Öyleyse bu olaylardan (15 Temmuz darbe girişiminden) ders alarak insanlarımıza dini doğru anlatma ihtiyacı doğmuştur.Bugün ülkemizin başına musallat olan örgütler maalesef dini kullanarak ülkemizin başına bela oldular.

İşte Allah'ın demediği ve demek istemediği bir anlamı kendi keyfine göre yorumlayan dine paralel din denir.Paralel din, ayetin Arapça lafzını değiştiremediği için ayetin anlamını bozmuş ve kendi ideolojisine uydurmaya çalışmıştır.
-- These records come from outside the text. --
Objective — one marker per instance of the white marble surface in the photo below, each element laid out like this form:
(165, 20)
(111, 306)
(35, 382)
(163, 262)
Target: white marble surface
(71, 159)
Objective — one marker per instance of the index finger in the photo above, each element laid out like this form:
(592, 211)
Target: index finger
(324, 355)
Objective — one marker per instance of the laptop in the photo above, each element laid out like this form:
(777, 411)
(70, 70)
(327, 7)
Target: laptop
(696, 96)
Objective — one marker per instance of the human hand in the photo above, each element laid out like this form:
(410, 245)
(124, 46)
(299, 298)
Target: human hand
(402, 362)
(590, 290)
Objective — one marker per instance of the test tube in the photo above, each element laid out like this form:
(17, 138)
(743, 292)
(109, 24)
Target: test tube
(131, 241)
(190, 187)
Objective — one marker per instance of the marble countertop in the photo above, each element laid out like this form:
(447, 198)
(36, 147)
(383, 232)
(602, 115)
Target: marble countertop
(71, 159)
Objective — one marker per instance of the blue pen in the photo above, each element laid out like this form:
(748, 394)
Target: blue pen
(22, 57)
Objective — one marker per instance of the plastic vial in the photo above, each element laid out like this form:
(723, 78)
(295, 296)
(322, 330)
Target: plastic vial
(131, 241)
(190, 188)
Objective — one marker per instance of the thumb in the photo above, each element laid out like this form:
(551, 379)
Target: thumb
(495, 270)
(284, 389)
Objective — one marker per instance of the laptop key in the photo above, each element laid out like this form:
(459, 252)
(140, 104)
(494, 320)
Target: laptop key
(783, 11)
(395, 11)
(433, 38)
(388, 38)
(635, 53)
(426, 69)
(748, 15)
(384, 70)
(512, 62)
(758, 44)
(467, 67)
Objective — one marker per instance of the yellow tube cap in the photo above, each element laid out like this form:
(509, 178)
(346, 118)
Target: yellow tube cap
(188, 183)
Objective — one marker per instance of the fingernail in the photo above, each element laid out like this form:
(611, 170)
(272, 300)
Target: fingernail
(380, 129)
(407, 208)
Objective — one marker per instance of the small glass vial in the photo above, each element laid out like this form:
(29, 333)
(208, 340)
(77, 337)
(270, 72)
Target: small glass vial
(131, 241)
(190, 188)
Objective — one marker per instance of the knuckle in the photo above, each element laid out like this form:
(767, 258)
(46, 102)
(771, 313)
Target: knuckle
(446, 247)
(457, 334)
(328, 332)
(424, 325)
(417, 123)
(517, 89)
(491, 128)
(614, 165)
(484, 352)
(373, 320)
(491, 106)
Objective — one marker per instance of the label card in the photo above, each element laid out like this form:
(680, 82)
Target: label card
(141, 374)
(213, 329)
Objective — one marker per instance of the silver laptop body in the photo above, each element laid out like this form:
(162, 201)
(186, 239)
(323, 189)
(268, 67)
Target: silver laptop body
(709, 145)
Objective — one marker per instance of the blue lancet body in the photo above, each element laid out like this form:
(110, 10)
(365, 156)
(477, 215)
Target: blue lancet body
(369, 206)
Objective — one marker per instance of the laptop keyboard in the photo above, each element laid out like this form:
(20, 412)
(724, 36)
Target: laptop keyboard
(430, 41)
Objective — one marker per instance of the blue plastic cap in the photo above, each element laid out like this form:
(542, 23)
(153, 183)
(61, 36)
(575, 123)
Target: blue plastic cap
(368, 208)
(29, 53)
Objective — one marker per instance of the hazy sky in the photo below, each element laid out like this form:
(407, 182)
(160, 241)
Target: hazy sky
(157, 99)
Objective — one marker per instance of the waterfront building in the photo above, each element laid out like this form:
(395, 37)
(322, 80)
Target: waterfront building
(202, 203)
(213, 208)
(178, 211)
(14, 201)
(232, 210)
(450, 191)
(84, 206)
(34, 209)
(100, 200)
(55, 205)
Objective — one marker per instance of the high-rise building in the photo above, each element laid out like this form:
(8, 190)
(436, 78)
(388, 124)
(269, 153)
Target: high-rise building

Bilindiği gibi İslam dininin iki kaynağı vardır:Kur'an ve Sünnet.

Paralel yapının/dinin, sünnete/peygambere yaklaşımı ise tam bir felakettir.İslam alimlerinin hadisler üzerindeki çalışmalarını ve hassasiyetlerini bilmeyenimiz yoktur.Aylarca yaptıkları hadis yolculukları ve hadis almada ortaya koydukları ince kuralları hepimiz biliyoruz.Oysa paralel yapı/dini hadis uyduranları bile geride bırakacak yöntemler icat etmişlerdir.Rüya yoluyla Rasulullah 'ı(sav) kullanmak.

Paralel yapı/dini Resulullah'ı (sav) akla hayale gelmeyecek şekilde rüya yoluyla kullanmışlardır.Geçmişte hadis uyduranlar bile hiç değilse gerçek hayatta uydurmuşlardır.Uydurma raviler ihdas etmiş ve kendi menfaatlerine uygun sözleri hadis diye sunmuşlardır.Ama rüya yoluyla hadis almaya kalkışmamışlardır.
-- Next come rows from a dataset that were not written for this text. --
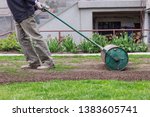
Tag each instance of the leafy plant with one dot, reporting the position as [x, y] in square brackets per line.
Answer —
[54, 45]
[9, 43]
[69, 45]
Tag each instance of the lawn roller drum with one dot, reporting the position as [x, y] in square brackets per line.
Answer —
[114, 57]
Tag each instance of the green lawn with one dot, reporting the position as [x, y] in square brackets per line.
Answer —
[72, 89]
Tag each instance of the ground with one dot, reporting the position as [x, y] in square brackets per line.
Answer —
[85, 69]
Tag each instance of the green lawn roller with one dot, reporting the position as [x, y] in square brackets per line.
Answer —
[114, 57]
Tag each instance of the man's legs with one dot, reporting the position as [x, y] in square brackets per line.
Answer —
[30, 28]
[26, 45]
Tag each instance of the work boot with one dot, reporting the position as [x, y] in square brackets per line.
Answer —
[46, 66]
[28, 67]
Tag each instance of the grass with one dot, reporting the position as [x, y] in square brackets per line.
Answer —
[69, 89]
[77, 90]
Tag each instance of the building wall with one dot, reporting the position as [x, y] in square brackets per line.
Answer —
[80, 15]
[71, 16]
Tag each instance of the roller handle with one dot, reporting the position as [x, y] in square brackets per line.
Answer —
[73, 28]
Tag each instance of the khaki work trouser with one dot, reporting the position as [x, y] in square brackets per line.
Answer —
[34, 47]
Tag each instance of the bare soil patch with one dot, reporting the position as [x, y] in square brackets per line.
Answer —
[82, 71]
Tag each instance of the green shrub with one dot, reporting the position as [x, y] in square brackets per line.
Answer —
[69, 45]
[54, 45]
[9, 43]
[87, 46]
[127, 43]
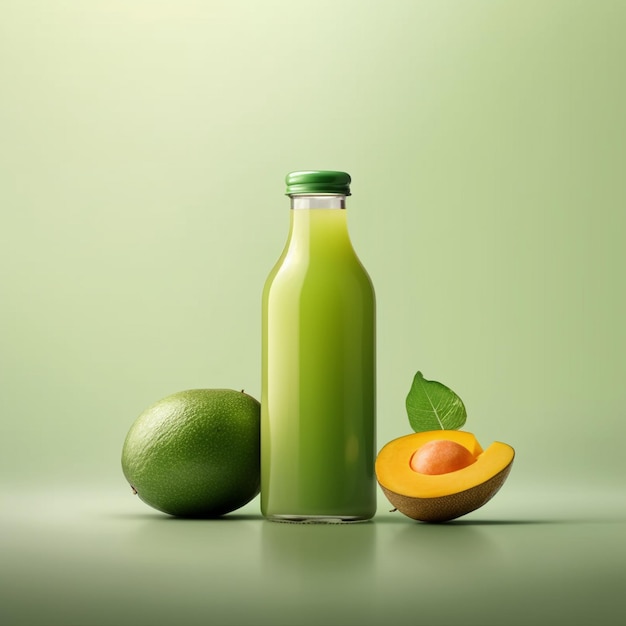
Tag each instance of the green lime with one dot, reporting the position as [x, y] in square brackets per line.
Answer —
[196, 453]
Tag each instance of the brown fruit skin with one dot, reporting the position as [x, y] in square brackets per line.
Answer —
[446, 508]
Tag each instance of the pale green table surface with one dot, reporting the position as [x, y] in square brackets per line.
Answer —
[75, 557]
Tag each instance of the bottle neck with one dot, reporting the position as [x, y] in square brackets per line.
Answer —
[319, 222]
[330, 201]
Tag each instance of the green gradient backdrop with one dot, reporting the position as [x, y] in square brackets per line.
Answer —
[143, 151]
[143, 146]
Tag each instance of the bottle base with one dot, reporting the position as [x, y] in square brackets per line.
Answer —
[318, 519]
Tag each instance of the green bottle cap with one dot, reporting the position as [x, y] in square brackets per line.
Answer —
[318, 181]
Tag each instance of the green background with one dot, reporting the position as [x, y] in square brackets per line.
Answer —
[143, 147]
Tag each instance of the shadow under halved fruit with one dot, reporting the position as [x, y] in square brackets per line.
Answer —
[441, 497]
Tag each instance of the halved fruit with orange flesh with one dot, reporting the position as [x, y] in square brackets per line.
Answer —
[441, 497]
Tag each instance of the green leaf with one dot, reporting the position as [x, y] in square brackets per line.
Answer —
[432, 406]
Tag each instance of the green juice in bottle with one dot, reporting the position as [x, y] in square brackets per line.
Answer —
[318, 382]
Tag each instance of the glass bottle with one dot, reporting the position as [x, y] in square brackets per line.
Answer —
[318, 382]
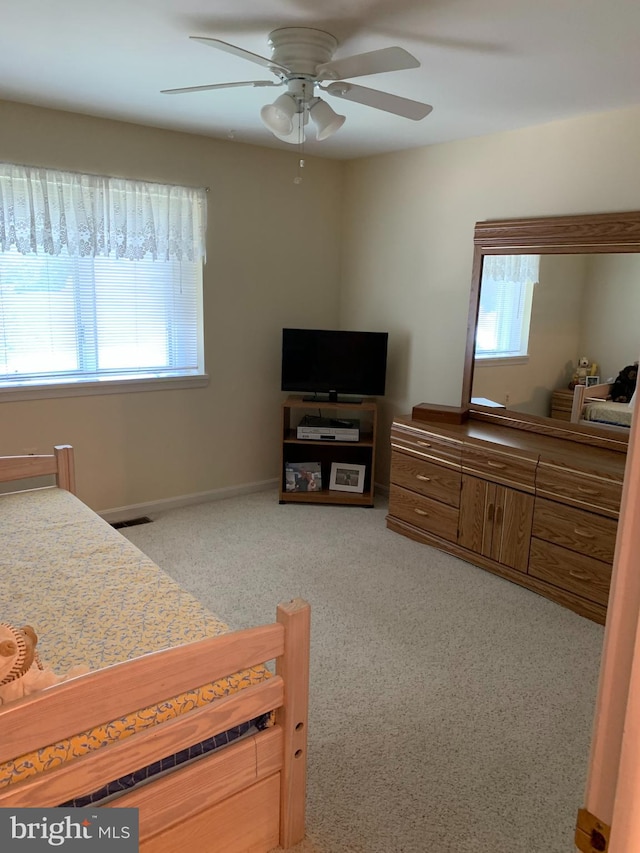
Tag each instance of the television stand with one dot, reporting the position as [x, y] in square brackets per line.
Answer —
[332, 397]
[346, 468]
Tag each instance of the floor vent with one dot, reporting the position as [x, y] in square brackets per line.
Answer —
[132, 522]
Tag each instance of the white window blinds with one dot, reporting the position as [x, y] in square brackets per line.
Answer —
[504, 313]
[99, 278]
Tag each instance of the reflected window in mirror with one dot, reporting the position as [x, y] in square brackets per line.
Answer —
[504, 311]
[582, 306]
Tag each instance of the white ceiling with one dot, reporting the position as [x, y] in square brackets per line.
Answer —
[486, 65]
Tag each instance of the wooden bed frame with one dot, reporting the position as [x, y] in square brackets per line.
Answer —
[582, 394]
[248, 797]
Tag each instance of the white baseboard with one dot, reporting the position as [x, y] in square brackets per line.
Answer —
[125, 513]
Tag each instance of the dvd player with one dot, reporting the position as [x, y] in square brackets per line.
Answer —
[328, 429]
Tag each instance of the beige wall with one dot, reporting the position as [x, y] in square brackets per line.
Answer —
[408, 232]
[381, 243]
[272, 261]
Bugün gerçek Müslümanların üzerinde durması gereken ve mücadelesini vermesi gereken en önemli konulardan birisi de insanlarımızı paralel devlet ve paralel dine karşı uyarmaktır.Aksi takdirde hem devletimiz sıkıntıya girer hem de İslam dini aslından uzaklaşıp üç dinin karışımından oluşan ve gerçek hayattan kopmuş tamamen rüyalar dini haline gelir.
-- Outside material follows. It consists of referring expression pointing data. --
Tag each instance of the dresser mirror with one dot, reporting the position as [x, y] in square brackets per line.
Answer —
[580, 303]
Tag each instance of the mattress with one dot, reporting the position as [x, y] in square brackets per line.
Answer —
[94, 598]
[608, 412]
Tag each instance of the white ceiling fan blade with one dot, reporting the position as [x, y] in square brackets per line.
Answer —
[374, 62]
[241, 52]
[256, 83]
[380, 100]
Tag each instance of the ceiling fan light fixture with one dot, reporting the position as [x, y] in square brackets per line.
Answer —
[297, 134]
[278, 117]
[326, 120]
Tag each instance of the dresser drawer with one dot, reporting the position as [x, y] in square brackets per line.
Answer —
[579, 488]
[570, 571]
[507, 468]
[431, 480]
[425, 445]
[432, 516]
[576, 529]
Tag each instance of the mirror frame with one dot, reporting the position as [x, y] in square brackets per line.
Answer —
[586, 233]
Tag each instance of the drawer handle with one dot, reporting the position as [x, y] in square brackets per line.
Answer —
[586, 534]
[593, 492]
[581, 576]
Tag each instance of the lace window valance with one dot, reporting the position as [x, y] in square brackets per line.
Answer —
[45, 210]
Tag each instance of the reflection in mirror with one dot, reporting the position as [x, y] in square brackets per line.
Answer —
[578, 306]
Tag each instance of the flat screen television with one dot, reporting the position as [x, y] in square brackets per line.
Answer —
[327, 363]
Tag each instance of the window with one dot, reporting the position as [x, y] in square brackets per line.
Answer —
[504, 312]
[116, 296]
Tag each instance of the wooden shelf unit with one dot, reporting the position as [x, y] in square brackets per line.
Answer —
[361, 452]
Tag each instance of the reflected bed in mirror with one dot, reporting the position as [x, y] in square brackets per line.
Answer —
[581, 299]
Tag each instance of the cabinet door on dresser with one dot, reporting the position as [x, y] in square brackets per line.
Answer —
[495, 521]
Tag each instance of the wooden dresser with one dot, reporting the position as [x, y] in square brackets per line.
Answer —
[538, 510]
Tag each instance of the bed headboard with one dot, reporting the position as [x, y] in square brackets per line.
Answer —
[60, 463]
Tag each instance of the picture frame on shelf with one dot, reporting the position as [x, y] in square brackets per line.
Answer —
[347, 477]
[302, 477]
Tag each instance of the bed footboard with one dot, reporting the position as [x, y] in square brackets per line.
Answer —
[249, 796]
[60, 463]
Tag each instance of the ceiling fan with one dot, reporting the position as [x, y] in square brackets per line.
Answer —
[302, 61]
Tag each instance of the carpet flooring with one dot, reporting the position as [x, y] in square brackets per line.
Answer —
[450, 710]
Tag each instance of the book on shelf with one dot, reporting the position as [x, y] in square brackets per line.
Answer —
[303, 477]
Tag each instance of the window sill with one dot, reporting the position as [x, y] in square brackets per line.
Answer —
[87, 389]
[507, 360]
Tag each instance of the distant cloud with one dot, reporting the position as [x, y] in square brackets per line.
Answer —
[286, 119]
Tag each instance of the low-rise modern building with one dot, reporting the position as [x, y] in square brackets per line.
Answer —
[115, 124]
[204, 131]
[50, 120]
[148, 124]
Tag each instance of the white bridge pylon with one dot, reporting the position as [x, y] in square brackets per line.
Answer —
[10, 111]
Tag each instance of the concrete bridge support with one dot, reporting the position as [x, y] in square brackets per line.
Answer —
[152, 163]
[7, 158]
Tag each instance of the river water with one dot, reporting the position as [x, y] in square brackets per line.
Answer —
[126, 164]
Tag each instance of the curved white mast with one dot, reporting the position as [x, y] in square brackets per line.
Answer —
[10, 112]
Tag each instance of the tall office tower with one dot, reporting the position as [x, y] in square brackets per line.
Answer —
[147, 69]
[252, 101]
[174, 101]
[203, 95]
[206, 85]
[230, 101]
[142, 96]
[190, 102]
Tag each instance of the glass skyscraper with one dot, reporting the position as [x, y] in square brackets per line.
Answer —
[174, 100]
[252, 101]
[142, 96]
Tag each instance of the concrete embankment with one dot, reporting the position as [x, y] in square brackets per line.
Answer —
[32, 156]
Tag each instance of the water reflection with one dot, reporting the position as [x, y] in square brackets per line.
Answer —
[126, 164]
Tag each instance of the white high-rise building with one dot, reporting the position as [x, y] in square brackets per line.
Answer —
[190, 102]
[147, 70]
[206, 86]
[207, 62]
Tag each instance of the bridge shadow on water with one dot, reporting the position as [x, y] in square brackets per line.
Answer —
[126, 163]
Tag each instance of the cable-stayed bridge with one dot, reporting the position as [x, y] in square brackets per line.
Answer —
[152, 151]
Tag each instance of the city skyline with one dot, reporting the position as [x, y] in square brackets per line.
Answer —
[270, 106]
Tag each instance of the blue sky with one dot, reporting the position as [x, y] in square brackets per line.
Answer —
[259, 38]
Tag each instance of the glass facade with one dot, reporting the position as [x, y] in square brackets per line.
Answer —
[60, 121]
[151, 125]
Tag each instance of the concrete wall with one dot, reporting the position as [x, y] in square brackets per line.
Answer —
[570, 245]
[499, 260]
UNUTMAYIN: Paralelciler, onların üst akılları ve onlara körü körüne bağlananlar bu dini ne kadar bozmaya çalışırlarsa çalışsınlar Rabbimiz bizlere şu müjdeleri veriyor:

-" Bunlar Allah'ı ve mü'minleri aldatmaya çalışırlar. Oysa sadece kendilerini aldatırlar da farkında değillerdir"(Bakara,9)

-"(Bunlar) iyi işler yaptıklarını sandıkları halde,dünya hayatında çabaları boşa giden kimselerdir"(Kehf,104)

Ve

-." Şüphesiz o Zikr'i (Kur'an'ı) biz indirdik biz! Onun koruyucusu da elbette biziz."(Hicr,9).